# Rbp's Rubbing On Driftwood



## Brian762 (May 18, 2010)

Not sure if this is the correct section but my juvi rbps are rubbing on my driftwood i have in my tank. at first i thought ich but i dont see any white spots on them any suggestions?


----------



## Guest (Jun 11, 2010)

Brian762 said:


> Not sure if this is the correct section but my juvi rbps are rubbing on my driftwood i have in my tank. at first i thought ich but i dont see any white spots on them any suggestions?


Hi Brian,

What you are seeing is called flashing. When I had my reds they flashed quite often but were totally healthy. If they are flashing alot, then I would treat them for external parasites. You can use Prazipro


----------



## Brian762 (May 18, 2010)

thanks for the quick response. its not a lot just every so often. what does flashing mean?


----------



## CLUSTER ONE (Aug 2, 2006)

Brian762 said:


> thanks for the quick response. its not a lot just every so often. what does flashing mean?


 flashing like an itch or irritation. Fish will rub themselves on objects to feel better.
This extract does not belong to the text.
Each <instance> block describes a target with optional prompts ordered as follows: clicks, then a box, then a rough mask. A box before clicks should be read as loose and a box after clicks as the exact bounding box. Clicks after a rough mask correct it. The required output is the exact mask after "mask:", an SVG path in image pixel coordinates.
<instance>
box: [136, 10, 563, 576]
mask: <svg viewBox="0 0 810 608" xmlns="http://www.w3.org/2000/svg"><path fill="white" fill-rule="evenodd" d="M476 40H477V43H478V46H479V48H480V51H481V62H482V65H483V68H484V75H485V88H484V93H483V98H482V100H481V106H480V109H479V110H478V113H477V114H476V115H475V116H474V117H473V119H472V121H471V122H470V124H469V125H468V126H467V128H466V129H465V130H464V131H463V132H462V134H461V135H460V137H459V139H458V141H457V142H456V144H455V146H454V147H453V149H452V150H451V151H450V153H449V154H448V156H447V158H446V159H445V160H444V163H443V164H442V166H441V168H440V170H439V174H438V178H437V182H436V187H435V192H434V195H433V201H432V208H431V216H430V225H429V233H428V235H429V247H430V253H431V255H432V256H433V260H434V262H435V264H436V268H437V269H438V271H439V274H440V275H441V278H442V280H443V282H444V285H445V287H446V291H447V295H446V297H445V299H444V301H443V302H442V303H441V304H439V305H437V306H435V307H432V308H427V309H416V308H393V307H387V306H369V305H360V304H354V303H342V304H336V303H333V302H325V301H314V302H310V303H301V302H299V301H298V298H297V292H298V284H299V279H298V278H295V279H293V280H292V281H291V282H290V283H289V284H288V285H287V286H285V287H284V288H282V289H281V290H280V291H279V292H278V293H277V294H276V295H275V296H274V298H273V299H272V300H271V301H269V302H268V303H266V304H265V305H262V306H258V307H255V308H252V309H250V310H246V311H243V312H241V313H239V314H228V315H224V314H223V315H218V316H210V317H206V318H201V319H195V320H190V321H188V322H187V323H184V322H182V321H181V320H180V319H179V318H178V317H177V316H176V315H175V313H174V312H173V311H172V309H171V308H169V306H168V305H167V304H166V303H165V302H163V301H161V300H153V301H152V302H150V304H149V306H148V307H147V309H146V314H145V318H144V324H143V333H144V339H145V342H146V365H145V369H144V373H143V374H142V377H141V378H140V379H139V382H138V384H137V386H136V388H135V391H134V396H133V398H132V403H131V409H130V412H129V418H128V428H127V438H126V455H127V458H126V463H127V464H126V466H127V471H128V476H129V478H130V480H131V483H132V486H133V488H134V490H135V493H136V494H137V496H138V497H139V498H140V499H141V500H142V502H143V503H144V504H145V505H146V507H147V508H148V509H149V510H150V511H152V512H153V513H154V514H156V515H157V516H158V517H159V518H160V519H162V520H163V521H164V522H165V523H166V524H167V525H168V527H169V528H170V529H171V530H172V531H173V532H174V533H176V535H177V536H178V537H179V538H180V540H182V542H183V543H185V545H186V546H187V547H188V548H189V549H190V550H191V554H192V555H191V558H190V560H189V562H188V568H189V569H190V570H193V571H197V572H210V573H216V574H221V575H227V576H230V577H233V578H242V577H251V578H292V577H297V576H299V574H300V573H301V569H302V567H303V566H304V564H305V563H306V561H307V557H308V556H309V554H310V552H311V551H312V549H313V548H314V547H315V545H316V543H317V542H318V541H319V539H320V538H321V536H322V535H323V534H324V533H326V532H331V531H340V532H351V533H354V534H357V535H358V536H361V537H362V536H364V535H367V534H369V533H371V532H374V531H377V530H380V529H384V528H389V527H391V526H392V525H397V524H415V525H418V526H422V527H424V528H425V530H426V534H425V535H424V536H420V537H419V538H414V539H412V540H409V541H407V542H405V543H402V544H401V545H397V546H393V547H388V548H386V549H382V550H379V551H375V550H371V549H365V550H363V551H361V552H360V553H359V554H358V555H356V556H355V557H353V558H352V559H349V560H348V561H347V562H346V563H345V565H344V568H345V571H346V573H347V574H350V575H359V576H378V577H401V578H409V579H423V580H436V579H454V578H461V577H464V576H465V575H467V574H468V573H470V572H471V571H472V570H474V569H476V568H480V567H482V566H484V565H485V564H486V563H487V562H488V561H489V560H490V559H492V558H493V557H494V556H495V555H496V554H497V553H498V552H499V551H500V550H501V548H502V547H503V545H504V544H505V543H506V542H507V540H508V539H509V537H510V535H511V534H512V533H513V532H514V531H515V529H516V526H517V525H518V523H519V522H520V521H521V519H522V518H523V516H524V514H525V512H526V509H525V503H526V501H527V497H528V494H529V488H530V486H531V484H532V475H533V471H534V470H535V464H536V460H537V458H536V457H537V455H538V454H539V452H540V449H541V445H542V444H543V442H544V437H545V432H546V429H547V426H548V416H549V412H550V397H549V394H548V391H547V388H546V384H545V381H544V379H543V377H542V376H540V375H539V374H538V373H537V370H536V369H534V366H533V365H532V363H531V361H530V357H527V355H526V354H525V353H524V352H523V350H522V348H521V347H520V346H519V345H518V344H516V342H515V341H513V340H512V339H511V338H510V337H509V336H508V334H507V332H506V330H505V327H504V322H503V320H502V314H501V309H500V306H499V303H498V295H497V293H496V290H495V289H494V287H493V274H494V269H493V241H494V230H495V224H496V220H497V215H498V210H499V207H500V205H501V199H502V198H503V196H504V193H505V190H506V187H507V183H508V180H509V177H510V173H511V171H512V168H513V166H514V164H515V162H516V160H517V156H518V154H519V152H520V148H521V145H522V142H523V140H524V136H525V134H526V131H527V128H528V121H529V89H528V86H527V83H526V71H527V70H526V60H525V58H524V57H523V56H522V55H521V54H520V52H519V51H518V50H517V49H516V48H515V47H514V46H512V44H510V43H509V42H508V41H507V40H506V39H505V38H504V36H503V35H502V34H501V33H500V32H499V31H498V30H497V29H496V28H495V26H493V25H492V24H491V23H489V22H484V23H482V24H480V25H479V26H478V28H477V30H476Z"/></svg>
Its normal if they flash periodically, but test water and possibly treat for parisites if they flash frequently


----------



## Armand_caribe (Sep 9, 2009)

When nitrites are high they do that, check your water parameters, you may need to make a partial water change and that's it.

Cheers.


----------



## Brian762 (May 18, 2010)

water params are good. i am going to treat with salt andsee if it helps. they are doing it more frequently now.


----------



## memento (Jun 3, 2009)

Why salt ? Just try a water change first...


----------



## Brian762 (May 18, 2010)

well i did a water change yesterday. tested my water params and now i have a slight bit of ammonia. they are

Ammonia .25 ppm
Nitrite 0 ppm
Nitrates 5.0 ppm
pH is 7.2 (that is what it is out of the tap)

what are your opinions?


----------



## memento (Jun 3, 2009)

Try another water change and check the tank for rotting food rests / rotting plants.


----------



## Brian762 (May 18, 2010)

I will do another water change tonight, and we will see what happens. Thanks for the advise!


----------



## CLUSTER ONE (Aug 2, 2006)

Brian762 said:


> well i did a water change yesterday. tested my water params and now i have a slight bit of ammonia. they are
> 
> Ammonia .25 ppm
> Nitrite 0 ppm
> ...


ammonia is a bit high, but the rest are fine. pH may be high depending on what it is actually, but if its stable it will be fine unless its abnormally high (like high 7's plus)


----------



## Brian762 (May 18, 2010)

The pH has always been between 7.2-7.4 range. how do you sugest i get the ammonia down?


----------



## Gerrad (Jan 5, 2008)

I think there will alway's be some kind of ammonia reading? When there is uneaten food left in the tank to decay, this will effect it. And, fishwaste that is breaking down over time and not being sucked out during regular water changes, will effect ammonia reading's? Is your tank fully cycled? 
As, far as the rubbing or flashing goes? Does it seem that they tend to do it more frequently after a feeding? And, before the feeding they seem to be fine? If so, the reason there flashing is because they are trying to clear any inquired debri from the feeding,from there gill plate's.


----------



## CLUSTER ONE (Aug 2, 2006)

A tank with a bio-load will have ammonia, but you want it at undetectable levels


----------